De posse de um diploma de curso técnico em Administração, trabalhou diretamente com o catedrático Jorge Hage, hoje figura importante da República. Estágios em outras capitais o transformaram em um disputado Técnico em Administração Pública. Estimulado pela experiência no setor, fez vestibular para o Curso Superior de Administração Pública da Universidade Federal da Bahia. Aprovado, como de hábito, concluiu a formação com distinção e louvor.
Por concurso público, Auditor Fiscal do Estado da Bahia, o que Dionísio gosta mesmo de fazer é ouvir e contar histórias. O competente Auditor Fiscal é muito mais um historiador do que um Auditor. Apesar disso, os processos fiscais que levam a sua assinatura são considerados pelos seus pares como de primeira grandeza.
Pois bem, há mais de trinta anos esse abnegado administrador público vem fazendo, por conta própria, um respeitável trabalho de pesquisa sobre a origem de dezenas de famílias baseadas em Euclides da Cunha, buscando suas ramificações em vários estados, notadamente do Norte e Nordeste.
De valor inestimável, os documentos e informações em seu poder estão se transformando em palestras e, para maior e melhor exposição da sua pesquisa, em bem editados livros que trazem, além de primoroso texto, um rico arquivo fotográfico.
“O Tucucuru do Padre Januário” que tenho a honra de prefaciar, começa mostrando como foi longe o menino da antiga Rua da Usina:
”Quando Napoleão Bonaparte tomou o poder e fez a reforma administrativa, um dos Departamentos criados no leste francês foi o “Département de la Meurthe”, localizado na antiga “Alsace-Lorraine”.
Na pequena comunidade chamada Lixheim, pertencente ao cantão “Phalsbourg” desse Departamento, morava Antoine Rehm que em bom sertanês é o mesmo que Antônio Rehem. Em 5 de dezembro de 1815, então com 29 anos de idade, Antônio Rehem...”

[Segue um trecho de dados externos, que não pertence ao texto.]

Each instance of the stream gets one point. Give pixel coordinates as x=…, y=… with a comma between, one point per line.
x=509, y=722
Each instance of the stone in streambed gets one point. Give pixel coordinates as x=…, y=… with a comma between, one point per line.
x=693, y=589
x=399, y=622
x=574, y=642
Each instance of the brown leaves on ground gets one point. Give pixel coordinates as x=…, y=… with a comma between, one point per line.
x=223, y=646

Estes são os dois primeiros parágrafos do livro que desvenda a história de inúmeros sobrenomes euclidenses. Antoine Rehm, por exemplo, vem a ser antepassado dos Rehem que se ramificaram em diversas outras famílias que tiveram e têm grande participação no desenvolvimento de Euclides da Cunha e de outras plagas por esse Brasil afora.

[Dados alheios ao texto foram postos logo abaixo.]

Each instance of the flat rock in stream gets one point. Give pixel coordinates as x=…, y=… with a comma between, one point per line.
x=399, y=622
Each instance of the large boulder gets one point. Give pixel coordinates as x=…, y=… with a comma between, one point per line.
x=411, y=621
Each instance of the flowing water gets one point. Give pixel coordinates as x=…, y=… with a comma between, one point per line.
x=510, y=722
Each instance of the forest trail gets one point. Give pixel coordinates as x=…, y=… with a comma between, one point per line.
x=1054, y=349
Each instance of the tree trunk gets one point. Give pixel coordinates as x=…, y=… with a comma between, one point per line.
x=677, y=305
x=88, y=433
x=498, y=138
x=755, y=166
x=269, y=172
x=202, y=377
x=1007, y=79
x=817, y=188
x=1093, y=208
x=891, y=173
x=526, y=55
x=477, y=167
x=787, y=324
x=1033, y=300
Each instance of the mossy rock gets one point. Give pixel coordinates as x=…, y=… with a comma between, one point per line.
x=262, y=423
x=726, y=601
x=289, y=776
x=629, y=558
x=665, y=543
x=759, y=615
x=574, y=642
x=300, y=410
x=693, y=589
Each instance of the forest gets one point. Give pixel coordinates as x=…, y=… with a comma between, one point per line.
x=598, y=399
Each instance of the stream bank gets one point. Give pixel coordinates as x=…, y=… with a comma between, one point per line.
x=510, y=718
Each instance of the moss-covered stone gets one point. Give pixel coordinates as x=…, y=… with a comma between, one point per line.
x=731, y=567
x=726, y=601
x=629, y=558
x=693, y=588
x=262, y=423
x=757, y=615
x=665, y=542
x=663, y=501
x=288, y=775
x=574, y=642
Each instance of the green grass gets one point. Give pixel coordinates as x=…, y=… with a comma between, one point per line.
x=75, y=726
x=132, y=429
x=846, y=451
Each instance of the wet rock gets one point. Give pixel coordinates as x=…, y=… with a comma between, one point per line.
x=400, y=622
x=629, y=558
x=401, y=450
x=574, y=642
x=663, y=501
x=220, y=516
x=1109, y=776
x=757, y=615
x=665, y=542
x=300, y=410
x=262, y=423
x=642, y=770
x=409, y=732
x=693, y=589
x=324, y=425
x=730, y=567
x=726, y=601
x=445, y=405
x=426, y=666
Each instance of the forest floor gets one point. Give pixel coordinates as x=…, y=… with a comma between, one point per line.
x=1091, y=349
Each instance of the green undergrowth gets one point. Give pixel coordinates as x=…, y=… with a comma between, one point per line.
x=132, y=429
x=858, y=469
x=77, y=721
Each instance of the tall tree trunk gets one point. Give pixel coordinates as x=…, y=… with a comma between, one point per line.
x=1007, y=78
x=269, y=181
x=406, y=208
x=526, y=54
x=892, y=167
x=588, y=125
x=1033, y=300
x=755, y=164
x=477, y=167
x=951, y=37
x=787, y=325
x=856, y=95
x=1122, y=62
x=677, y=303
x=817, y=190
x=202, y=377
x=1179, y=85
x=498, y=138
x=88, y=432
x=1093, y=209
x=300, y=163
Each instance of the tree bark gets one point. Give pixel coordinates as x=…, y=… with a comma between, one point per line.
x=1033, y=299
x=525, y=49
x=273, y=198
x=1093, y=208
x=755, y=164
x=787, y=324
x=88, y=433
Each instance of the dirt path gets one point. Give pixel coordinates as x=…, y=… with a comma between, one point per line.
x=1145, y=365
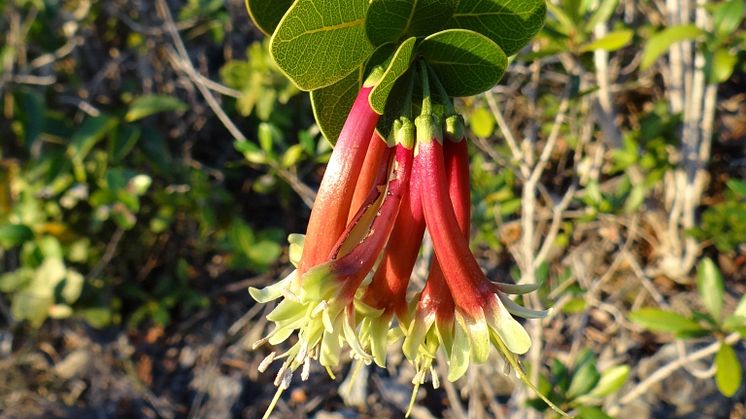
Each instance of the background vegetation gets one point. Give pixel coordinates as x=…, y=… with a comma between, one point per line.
x=153, y=161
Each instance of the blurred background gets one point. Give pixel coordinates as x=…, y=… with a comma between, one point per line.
x=153, y=161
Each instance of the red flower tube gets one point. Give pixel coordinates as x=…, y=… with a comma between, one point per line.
x=376, y=160
x=332, y=205
x=480, y=314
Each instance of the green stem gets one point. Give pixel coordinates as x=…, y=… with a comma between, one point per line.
x=447, y=102
x=407, y=105
x=427, y=107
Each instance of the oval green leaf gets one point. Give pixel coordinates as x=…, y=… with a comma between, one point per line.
x=611, y=42
x=318, y=44
x=267, y=14
x=663, y=321
x=390, y=20
x=398, y=65
x=467, y=62
x=711, y=288
x=331, y=104
x=148, y=105
x=728, y=374
x=611, y=380
x=394, y=104
x=511, y=24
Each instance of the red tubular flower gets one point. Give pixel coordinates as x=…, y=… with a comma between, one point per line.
x=376, y=160
x=435, y=305
x=313, y=308
x=479, y=312
x=332, y=206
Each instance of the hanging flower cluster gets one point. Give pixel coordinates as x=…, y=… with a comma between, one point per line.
x=353, y=266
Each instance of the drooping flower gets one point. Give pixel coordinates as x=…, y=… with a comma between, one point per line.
x=480, y=315
x=363, y=240
x=318, y=302
x=332, y=205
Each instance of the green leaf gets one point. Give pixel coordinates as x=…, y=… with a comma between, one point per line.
x=318, y=44
x=267, y=14
x=398, y=65
x=292, y=155
x=91, y=131
x=467, y=62
x=727, y=16
x=123, y=140
x=16, y=280
x=264, y=252
x=390, y=20
x=602, y=14
x=566, y=22
x=741, y=307
x=611, y=42
x=723, y=63
x=662, y=41
x=511, y=24
x=148, y=105
x=482, y=122
x=12, y=235
x=734, y=322
x=591, y=412
x=664, y=321
x=711, y=288
x=728, y=374
x=331, y=104
x=584, y=378
x=611, y=380
x=396, y=101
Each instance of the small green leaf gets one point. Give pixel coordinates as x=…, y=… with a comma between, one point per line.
x=394, y=104
x=251, y=152
x=292, y=155
x=467, y=62
x=741, y=307
x=510, y=24
x=723, y=63
x=398, y=65
x=389, y=20
x=91, y=131
x=331, y=104
x=267, y=14
x=147, y=105
x=16, y=280
x=591, y=412
x=664, y=321
x=611, y=380
x=14, y=234
x=662, y=41
x=711, y=288
x=602, y=14
x=264, y=252
x=734, y=322
x=737, y=186
x=584, y=378
x=318, y=44
x=123, y=140
x=727, y=16
x=482, y=122
x=728, y=374
x=611, y=42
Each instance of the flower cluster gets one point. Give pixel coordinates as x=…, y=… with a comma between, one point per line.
x=353, y=266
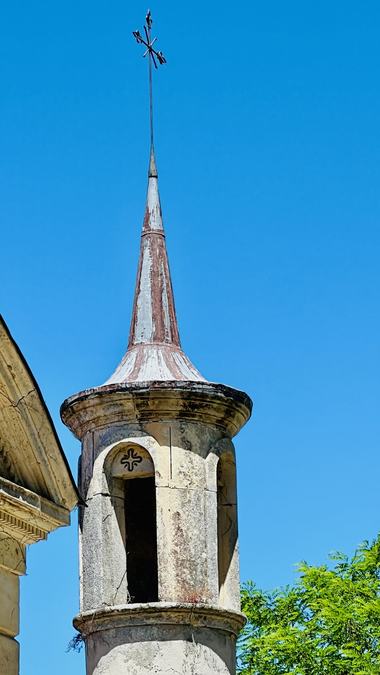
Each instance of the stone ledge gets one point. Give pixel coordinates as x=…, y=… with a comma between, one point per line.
x=159, y=613
x=26, y=516
x=205, y=402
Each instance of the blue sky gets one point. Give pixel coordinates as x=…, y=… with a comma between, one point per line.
x=268, y=153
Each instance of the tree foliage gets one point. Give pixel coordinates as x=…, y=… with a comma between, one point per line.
x=328, y=623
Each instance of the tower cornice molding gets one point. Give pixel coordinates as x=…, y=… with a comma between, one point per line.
x=203, y=402
x=160, y=613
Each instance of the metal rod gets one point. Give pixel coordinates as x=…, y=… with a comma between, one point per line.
x=152, y=55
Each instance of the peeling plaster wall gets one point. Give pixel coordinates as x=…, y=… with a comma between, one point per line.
x=185, y=456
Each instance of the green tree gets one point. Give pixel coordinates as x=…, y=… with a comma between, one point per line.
x=328, y=623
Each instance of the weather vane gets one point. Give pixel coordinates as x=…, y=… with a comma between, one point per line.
x=153, y=57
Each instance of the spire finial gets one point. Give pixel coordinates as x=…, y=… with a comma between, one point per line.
x=153, y=57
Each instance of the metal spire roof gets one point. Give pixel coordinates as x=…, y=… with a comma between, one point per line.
x=154, y=350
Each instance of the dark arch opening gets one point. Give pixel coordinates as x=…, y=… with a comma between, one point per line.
x=141, y=539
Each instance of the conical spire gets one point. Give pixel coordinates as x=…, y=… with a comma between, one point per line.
x=154, y=349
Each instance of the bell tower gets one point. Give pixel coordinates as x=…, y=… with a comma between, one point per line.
x=159, y=568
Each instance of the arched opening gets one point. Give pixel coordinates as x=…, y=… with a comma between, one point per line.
x=227, y=533
x=141, y=539
x=133, y=473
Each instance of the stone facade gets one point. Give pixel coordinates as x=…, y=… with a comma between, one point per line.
x=180, y=434
x=159, y=562
x=37, y=491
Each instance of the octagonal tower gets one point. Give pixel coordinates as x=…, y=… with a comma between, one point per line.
x=159, y=568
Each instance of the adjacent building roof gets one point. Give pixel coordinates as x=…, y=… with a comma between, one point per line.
x=31, y=455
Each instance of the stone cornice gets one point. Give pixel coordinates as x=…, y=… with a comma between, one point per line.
x=26, y=516
x=208, y=403
x=159, y=613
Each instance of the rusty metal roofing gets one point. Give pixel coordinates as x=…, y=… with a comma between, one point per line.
x=154, y=349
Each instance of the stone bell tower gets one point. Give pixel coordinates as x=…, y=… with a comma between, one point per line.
x=159, y=568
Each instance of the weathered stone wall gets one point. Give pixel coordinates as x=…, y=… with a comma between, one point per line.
x=185, y=458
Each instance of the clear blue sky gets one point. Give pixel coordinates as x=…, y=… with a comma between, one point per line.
x=268, y=150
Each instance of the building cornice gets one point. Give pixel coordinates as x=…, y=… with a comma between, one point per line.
x=203, y=402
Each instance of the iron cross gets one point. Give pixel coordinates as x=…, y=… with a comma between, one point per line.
x=153, y=56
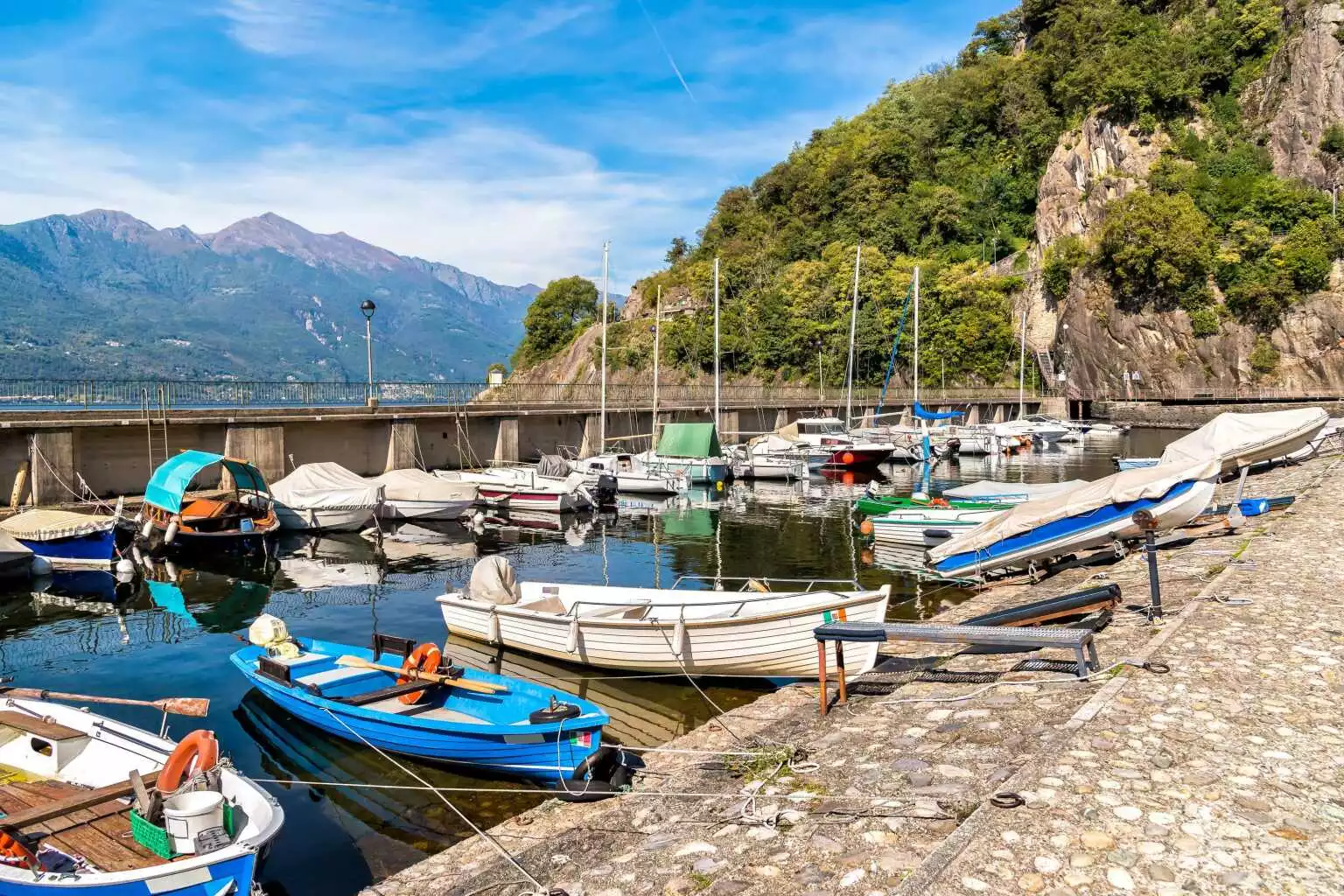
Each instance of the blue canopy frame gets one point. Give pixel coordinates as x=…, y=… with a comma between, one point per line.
x=173, y=476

Já os três Ioiôs do Cumbe, Ioiô da Professora, fonte de pesquisas cultuado nos ciclos mais importantes de historiadores do país, era filho de Erotildes Siqueira, primeira professora do município. Ioiô de Hermógenes, comerciante atuante, pai de Agamenon, Marta, Eumar, do saudoso Lázaro e Márcia, casada com o vice governador Otto Alencar. Ioiô Dantas, um dos mais arrojados prefeito que a região já teve, os três eram, você vai conhecer por quais vias, primos entre si.
Outra revelação importante do trabalho de Dionísio diz respeito à origem dos mais importantes personagens da região nos dois últimos séculos: quase todos foram e são descendentes de membros do clero.
É delicioso, para diferentes gerações, constatar os mais improváveis parentescos como, por exemplo, do meu saudoso pai, Jaime Amorim, com os Dantas, Teófilo, Nelson e demais irmãos. As composições resultantes da união entre membros das famílias Dantas (do Cap. Dantas) e Ribeiro, de “Abreus” com “Campos” e muitas outras que formam esse imenso caldeirão que é Euclides da Cunha.
E para quem observa o desordenamento urbano que tomou conta da cidade, vai ser uma surpresa saber que, há quase um século, o então prefeito, capitão Francisco da Silva Dantas, pai de Zeca e Ioiô Dantas, sancionou o primeiro código de posturas municipais da vila do Cumbe.
Dionísio, que para quem não sabe, é um legítimo Abreu, sobrinho-neto de Quinquin Paranhos de Abreu, faz neste livro, um importante resgate da História do Cumbe e circunvizinhanças, ferramenta indispensável a qualquer estudioso de história e um documento que deve ser lido e carinhosamente guardado por todos os membros dessa imensa família chamada Euclides da Cunha.